Con il ritornante e sempre mai sopito ritornello amaro del libro del Qoelet: «tutto è vanità. […] Infatti, quale profitto viene all’uomo da tutta la sua fatica e dalle preoccupazioni del suo cuore, con cui si affanna sotto il sole? Tutti i suoi giorni non sono che dolori e fastidi penosi; neppure di notte il suo cuore riposa. Anche questo è vanità!». Cioè, con la tentazione/consapevolezza (paura) agnostico atea, per cui, quelle, rimarranno domande senza risposta; tanto che non val neanche la pena affannarsi per pensarci… ma piuttosto smagarsi dall’illusorio incontro/ricerca di una sensatezza, per vivere da uomini/donne maturi, che sanno fronteggiare l’abissalità della morte, che ci riserva il niente («Farò così – disse –: demolirò i miei magazzini e ne costruirò altri più grandi e vi raccoglierò tutto il grano e i miei beni. Poi dirò a me stesso: Anima mia, hai a disposizione molti beni, per molti anni; ripòsati, mangia, bevi e divèrtiti!”»).

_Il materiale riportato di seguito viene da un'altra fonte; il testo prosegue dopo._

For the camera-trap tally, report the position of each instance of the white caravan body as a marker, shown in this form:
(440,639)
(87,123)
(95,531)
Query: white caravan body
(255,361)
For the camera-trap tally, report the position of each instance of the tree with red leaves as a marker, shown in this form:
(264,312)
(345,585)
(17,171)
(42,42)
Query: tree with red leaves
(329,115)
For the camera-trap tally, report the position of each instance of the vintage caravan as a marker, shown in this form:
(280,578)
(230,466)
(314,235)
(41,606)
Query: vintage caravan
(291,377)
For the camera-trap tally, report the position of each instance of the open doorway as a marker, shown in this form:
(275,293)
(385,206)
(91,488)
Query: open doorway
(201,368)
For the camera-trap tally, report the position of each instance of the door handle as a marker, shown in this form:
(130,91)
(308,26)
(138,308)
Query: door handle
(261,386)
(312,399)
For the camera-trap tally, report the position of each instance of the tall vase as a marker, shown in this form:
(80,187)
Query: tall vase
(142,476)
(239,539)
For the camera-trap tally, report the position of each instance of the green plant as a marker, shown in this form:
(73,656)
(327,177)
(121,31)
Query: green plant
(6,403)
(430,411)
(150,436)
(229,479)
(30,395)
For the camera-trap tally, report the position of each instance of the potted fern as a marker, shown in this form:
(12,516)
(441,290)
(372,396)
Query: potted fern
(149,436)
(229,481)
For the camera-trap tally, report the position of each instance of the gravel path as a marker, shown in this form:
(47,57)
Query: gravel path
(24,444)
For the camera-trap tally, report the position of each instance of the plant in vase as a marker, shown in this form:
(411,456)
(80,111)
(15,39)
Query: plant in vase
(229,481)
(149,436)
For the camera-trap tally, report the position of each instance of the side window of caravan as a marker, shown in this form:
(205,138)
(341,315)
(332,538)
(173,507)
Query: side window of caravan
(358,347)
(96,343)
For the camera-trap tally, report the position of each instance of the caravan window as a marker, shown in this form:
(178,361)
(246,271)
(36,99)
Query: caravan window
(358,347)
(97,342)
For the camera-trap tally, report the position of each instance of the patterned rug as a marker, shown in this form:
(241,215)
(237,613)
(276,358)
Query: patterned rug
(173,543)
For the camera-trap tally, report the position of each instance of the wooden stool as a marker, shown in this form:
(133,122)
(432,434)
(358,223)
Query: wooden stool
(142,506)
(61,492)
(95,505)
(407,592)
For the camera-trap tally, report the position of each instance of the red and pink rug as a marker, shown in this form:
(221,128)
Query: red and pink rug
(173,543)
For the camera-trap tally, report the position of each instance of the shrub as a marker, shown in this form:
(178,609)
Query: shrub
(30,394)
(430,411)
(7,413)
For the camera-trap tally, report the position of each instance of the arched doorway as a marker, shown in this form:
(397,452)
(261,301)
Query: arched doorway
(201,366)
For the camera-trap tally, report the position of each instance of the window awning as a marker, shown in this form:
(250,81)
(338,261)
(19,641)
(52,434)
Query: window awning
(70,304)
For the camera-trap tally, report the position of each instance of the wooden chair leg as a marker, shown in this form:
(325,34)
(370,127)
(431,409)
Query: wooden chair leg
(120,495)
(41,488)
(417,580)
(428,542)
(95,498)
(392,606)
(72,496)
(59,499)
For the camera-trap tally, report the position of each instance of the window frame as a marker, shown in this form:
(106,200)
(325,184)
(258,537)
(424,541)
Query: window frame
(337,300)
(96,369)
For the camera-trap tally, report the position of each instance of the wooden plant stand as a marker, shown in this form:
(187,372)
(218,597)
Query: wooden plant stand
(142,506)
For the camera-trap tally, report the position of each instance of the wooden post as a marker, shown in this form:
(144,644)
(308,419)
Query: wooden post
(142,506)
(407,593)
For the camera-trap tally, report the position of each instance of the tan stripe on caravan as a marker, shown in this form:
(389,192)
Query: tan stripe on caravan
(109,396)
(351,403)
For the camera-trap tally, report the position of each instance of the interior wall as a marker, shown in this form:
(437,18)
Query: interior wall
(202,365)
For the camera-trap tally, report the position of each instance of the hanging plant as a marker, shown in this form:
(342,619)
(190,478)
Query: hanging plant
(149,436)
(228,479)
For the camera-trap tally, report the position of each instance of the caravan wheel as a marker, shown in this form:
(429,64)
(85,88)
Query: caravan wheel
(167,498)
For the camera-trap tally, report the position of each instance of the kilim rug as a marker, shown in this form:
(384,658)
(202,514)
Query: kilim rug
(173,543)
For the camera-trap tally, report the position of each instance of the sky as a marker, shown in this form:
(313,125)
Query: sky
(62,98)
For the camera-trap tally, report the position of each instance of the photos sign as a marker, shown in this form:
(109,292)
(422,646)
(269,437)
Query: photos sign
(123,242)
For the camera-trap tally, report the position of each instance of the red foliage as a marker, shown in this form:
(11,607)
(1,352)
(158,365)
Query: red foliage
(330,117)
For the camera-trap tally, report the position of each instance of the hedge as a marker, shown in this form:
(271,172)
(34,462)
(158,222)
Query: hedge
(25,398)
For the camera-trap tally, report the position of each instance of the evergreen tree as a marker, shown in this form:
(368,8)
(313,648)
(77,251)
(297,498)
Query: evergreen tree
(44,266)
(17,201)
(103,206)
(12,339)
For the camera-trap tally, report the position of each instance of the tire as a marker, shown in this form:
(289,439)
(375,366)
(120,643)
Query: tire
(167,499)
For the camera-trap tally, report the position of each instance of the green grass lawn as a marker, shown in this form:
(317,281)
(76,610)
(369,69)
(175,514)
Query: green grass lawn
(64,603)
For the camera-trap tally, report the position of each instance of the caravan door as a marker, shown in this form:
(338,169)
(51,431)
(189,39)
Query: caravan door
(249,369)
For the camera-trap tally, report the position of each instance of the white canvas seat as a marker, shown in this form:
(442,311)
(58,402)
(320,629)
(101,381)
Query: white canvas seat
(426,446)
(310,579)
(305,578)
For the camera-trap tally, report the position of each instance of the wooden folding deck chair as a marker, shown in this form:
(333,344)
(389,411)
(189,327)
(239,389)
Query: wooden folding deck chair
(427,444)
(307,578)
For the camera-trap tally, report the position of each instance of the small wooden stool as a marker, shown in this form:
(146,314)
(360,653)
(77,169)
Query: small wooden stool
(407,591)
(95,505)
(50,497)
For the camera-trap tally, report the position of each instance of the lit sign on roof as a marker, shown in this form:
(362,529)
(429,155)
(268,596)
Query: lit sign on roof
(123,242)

Solo che poi la morte sopraggiunge davvero – e non solo nel nostro immaginario, più o meno esorcizzato con ironia, sarcasmo, acidità o presunta maturità e superiorità quasi indifferente – e ci porta via chi amavamo di più, chi non era giusto che morisse (perché troppo giovane, troppo bello o troppo importante), chi non ha fatto in tempo nemmeno ad affacciarsi in questo nostro tempo (perché troppo fragile, troppo scomodo, troppo piccolo), chi non aveva ancora trovato il “lieto fine” delle sue vicende (perché troppo solo, o troppo ingarbugliato, o troppo poco amato)… chi – semplicemente – avremmo voluto fosse stato ancora un po’ a farci compagnia… e allora si fa esperienza di come tutte le risposte (o rispostine) che ci siamo dati con la testa, che abbiamo messo lì per placare/sfidare l’angoscia, non tengono, non sos-tengono la realtà di una vita inconsistente, in cui «Tutto ciò che esiste, ma, ancor peggio, tutto ciò che è umano e ci è caro, è destinato a morire. Non ha in sé capacità di tenere insieme i pezzi fisici o vitali di cui è composto. Questo vuol dire in/consistenza!»… e allora davvero «Non possiamo reprimere quella parte di noi che si commuove e si ribella. Le bestemmie di Giobbe, come gli incubi dei santi e dei dannati sono sacre, sono quelle di ogni uomo pensoso, per l’ingiustizia del dono di una vita “da morire”»! [Giuliano]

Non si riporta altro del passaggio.